Но мать не хотела делать аборт! Было уже поздно, она и вправду любила того немца и хотела, чтобы у нее был ребенок.
Ребенок родился, мать исключили из сборной, и в ее жизни не осталось ничего, за что можно было бы зацепиться. Новорожденная дочь не слишком ее интересовала. Ей было всего двадцать два года, ей хотелось любви, праздника и радости без конца, а получился ад – безденежье, глухое, беспросветное, и дело, единственное, которое она умела делать хорошо, единственное, которое ее интересовало, у нее отобрали. С немцем не было никакой связи, да и не могло быть – из спорта ее вышвырнули, а она не была ни дипломатом, ни членом Политбюро, чтобы искать его по каким-то другим каналам! И вообще, советский человек, который позволил себе не то что переспать, а хотя бы даже переговорить с иностранцем, автоматически брался на заметку и становился будто не совсем советским человеком, потенциальным противником становился он.
Спивалась мать медленно, а Олимпиаде казалось, что быстро. Она не помнила того времени, когда они жили вместе, кажется, она всегда жила с бабушкой, а мать только приезжала, если у нее кончались деньги, и страшно выла и рыдала на кухне, когда бабушка пыталась на нее «воздействовать».
Олимпиада ненавидела мать, ее мятое молодое лицо, запах перегара и немытого тела и то, что ей приходилось целовать это лицо, а мать еще надолго прижимала дочь к себе, и Олимпиада старалась не дышать, так старалась, что однажды упала в обморок, и бабушка ее откачивала.
Потом, когда подросла, она стала матери сочувствовать, очень горячо, остро, и, когда Горбачев в одночасье отменил и Берлинскую стену, и «железный занавес», попросила бабушку навести справки об отце.
Она страстно мечтала, чтобы он нашелся, чтобы он был миллионер, чтобы он вдруг, узнав о ней, прилетел в их с бабушкой квартирку, и полюбил бы мать, и вылечил бы ее, а саму Олимпиаду забрал бы с собой, и она стала бы немкой и миллионершей.
Тогда всем хотелось быть немками и миллионершами.
Ответов на бабушкины запросы долго не было, но она все «запрашивала» и «запрашивала», и наконец пришла «официальная бумага». В ней говорилось, что Мартин Дитрих Майер разбился на машине на автобане Кельн – Брюссель в ноябре восьмидесятого года. Сразу после Московской Олимпиады.
Его уже не было, когда мать пыталась с ним связаться через Олимпийский комитет, Комитет по спорту и еще какие-то общественные организации. Его к тому времени уже похоронили.
Его не было, когда родилась Олимпиада, когда мать медленно, но верно сходила с ума, когда ее отовсюду исключали и таскали на собрания и выгоняли из комсомола и из сборной.
Его просто не было, и все тут. И Олимпиада даже представить себе не могла, что произошло бы, если бы мать узнала.
Лучше было бы или хуже?..
Наверное, лучше, потому что она не стала бы мечтать о счастливой жизни с любимым в уютной стране Германии, и перестала бы добиваться встречи с ним, и ходить по инстанциям, и «портить свое будущее», возможно, осталась бы в сборной и, может быть, вернулась бы после рождения дочери в большой спорт!
Возможно, возможно…
Или хуже, потому что она очень его любила, и его смерть подкосила бы ее окончательно.

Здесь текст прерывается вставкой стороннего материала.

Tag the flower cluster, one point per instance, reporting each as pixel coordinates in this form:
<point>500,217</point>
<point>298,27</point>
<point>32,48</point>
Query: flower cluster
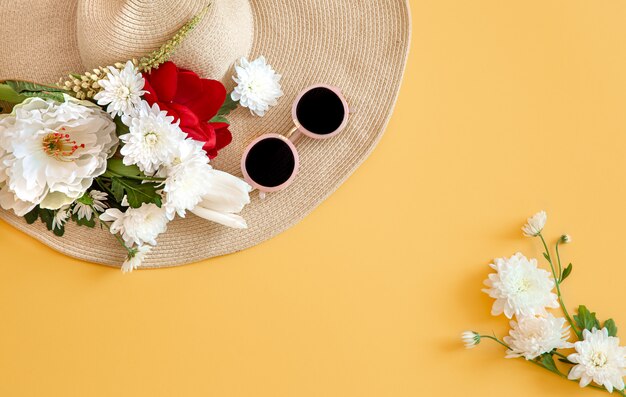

Или лучше, потому что пусть уж смерть, чем та жизнь, которой мать жила!
– Мама, я тебе поесть привезла. Вот и… вот.
Мужик за столом, закуривший следующую папиросу, сказал все тем же глубоким и низким голосом:
– От молодец, дочка! От поесть нам сейчас и надо, ох надо!
И сгреб со стола ее пакеты.
– Мама, – сказала Олимпиада, стараясь не обращать на мужика внимания, – смотри, какое все вкусное!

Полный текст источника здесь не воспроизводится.